Nanotechnology has emerged to improve the efficiency of accurate drug delivery, such as liposomes and polymeric nanocarriers. According to reports, fucoidan (Fuc), a sulfated fucose-rich polysaccharide derived from brown algae, is widely used in targeted drug delivery [24]. Daniel A. Hell et al. have created Fuc nanoparticles that specifically target P-selectin. Such nanoparticles have shown the ability to efficiently carry anticancer agents traverse the BBB and deliver them to tumor tissues [25]. Fuc has multiple biological characteristics, such as resisting inflammation, anti-proliferation, and pro-apoptotic [26]. Therefore, Fuc promotes drug-targeted delivery to tumors and inhibits GBM cell proliferation. Although actively targeted nanocarriers have been constructed, many of them are still mainly distributed in sites such as the liver and kidneys. Consequently, dual, or multi-target strategies are particularly important in brain delivery [27], [28], [29]. Recently, biomimetic nanomaterials with favorable safety profiles have been designed to address these challenges. Exosomes (Exos) are extracellular vesicles with a particle size ranging from 40 to 160 nm, possessing excellent biocompatibility and immune escape ability [30], [31], [32], [33], [34], [35]. More importantly, tumor-derived exosomes can target the tumor cells from which they originate to achieve drug delivery, modifying the EM is more favorable for nanoparticles to achieve drug-targeted delivery to brain tumors [36], [37].

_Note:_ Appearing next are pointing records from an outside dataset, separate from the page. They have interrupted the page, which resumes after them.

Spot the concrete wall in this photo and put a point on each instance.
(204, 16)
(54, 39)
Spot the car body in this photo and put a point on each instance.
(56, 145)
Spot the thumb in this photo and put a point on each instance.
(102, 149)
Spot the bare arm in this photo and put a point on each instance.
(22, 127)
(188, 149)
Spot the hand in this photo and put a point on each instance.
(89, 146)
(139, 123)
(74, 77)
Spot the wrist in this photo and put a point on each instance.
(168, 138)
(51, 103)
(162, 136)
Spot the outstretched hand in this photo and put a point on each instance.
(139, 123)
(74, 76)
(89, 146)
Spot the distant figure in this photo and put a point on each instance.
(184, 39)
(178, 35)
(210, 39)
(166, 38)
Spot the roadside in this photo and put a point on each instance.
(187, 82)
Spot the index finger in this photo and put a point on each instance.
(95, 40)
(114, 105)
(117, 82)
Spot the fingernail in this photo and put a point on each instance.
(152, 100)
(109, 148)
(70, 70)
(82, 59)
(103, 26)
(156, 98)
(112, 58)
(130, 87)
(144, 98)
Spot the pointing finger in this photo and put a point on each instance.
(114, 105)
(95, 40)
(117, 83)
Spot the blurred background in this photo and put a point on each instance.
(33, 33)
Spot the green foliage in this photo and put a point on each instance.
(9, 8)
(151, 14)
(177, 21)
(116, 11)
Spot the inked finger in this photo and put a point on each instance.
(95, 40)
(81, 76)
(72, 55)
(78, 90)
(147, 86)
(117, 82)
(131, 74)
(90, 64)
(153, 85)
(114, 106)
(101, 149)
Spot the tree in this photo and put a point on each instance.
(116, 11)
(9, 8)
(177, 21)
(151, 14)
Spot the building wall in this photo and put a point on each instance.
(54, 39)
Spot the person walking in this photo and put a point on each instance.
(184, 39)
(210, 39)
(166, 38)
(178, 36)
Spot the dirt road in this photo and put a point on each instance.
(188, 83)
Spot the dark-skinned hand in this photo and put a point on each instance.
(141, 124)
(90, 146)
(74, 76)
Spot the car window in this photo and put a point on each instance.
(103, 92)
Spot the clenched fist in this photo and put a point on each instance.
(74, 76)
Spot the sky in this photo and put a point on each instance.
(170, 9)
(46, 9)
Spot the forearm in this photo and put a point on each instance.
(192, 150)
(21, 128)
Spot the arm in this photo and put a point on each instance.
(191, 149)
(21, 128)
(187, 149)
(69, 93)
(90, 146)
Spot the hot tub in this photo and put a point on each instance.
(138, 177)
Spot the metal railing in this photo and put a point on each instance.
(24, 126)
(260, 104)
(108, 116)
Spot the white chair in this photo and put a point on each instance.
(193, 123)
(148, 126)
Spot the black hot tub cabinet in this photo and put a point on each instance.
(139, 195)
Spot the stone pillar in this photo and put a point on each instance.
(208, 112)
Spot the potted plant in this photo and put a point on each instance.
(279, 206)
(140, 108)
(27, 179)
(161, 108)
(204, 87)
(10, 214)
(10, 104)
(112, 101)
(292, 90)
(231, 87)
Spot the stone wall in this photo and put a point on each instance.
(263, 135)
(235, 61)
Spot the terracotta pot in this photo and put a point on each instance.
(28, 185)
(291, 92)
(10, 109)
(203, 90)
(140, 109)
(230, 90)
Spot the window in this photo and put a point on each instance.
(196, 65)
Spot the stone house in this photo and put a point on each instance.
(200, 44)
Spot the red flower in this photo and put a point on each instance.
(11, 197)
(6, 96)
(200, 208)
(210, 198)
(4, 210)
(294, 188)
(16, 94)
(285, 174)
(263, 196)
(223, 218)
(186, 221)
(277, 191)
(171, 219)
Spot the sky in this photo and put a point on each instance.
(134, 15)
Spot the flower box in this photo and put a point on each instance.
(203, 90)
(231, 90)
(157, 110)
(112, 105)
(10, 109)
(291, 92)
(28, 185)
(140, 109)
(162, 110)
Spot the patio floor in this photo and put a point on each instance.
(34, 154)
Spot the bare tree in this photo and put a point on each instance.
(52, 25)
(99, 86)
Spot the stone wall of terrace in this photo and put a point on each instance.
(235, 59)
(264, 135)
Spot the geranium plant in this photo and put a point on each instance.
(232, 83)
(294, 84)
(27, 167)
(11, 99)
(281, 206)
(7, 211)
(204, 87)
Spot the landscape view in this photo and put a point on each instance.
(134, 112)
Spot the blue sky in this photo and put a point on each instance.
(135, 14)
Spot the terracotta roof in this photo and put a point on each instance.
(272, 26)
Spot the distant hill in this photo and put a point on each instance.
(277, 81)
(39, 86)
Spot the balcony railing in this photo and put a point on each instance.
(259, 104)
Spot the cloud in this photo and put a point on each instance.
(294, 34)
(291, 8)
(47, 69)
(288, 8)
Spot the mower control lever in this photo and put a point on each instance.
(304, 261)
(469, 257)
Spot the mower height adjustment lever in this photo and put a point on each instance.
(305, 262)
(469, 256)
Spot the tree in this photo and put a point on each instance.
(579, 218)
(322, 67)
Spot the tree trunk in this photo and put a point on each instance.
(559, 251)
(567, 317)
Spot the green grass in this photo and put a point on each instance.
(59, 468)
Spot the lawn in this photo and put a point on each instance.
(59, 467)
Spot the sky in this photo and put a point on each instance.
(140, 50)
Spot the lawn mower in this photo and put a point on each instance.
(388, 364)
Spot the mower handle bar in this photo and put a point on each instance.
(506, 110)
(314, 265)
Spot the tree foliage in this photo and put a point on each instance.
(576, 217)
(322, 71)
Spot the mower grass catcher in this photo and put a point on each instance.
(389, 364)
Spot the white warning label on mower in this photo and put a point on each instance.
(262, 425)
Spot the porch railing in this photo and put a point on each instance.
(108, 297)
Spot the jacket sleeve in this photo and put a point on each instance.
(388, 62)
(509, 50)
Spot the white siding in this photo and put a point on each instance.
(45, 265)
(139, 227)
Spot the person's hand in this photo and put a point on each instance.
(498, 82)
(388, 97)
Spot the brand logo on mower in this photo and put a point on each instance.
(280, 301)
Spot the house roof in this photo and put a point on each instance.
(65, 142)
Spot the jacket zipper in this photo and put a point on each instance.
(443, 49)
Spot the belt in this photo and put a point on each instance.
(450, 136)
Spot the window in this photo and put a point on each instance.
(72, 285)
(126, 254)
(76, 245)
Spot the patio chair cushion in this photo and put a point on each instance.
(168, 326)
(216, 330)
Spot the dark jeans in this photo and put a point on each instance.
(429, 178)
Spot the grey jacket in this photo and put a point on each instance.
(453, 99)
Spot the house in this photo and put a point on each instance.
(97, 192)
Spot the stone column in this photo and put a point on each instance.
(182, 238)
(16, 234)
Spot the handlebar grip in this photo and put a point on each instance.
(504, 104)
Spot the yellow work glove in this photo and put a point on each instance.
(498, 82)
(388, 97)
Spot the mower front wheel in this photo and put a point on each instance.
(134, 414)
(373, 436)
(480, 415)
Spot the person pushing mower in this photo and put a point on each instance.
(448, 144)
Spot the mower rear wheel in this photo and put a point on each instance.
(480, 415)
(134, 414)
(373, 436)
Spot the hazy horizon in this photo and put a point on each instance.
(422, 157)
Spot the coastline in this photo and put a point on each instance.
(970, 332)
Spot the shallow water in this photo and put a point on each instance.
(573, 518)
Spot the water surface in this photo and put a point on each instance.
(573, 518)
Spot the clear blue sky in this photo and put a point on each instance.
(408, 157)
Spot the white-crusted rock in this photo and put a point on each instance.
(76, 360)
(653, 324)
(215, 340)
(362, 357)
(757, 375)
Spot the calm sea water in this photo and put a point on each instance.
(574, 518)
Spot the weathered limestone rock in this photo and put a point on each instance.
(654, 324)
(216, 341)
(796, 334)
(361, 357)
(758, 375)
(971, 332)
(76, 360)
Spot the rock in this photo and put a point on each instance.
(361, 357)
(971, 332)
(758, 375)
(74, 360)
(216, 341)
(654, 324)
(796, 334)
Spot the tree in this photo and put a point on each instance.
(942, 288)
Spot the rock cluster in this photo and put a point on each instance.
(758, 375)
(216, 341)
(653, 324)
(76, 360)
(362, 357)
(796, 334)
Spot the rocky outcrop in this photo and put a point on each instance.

In this work, we attempted to create a biomimetic nano-drug delivery system (EMNPs@TMZ) for targeted therapy against GBM. As shown in Scheme 1, the nanoparticle Fuc-PBA-Lut (FNPs) was self-assembled with TMZ to obtain FNPs@TMZ, and then the biomimetic nanoparticle EM/FNPs@TMZ (EMNPs@TMZ) was constructed using EM camouflage. In the tumor microenvironment (TME), the breakdown of EMNPs@TMZ can be initiated by excessive ROS. The released Lut not only inhibits the Nrf2 expression to induce ferroptosis but also downregulates MGMT through Wnt/β-catenin to promote cell apoptosis. The biodistribution, antitumor efficiency, and biosafety of EMNPs@TMZ were elucidated in an orthotopic GBM mice model. Our results demonstrated that exosome-coated nanoparticles were able to cross the BBB and target tumor sites, significantly enhancing the tumor inhibition effect of chemotherapeutic agents and prolonging the survival time of mice. In brief, a straightforward and highly efficient approach combining ferroptosis with chemotherapy was proposed.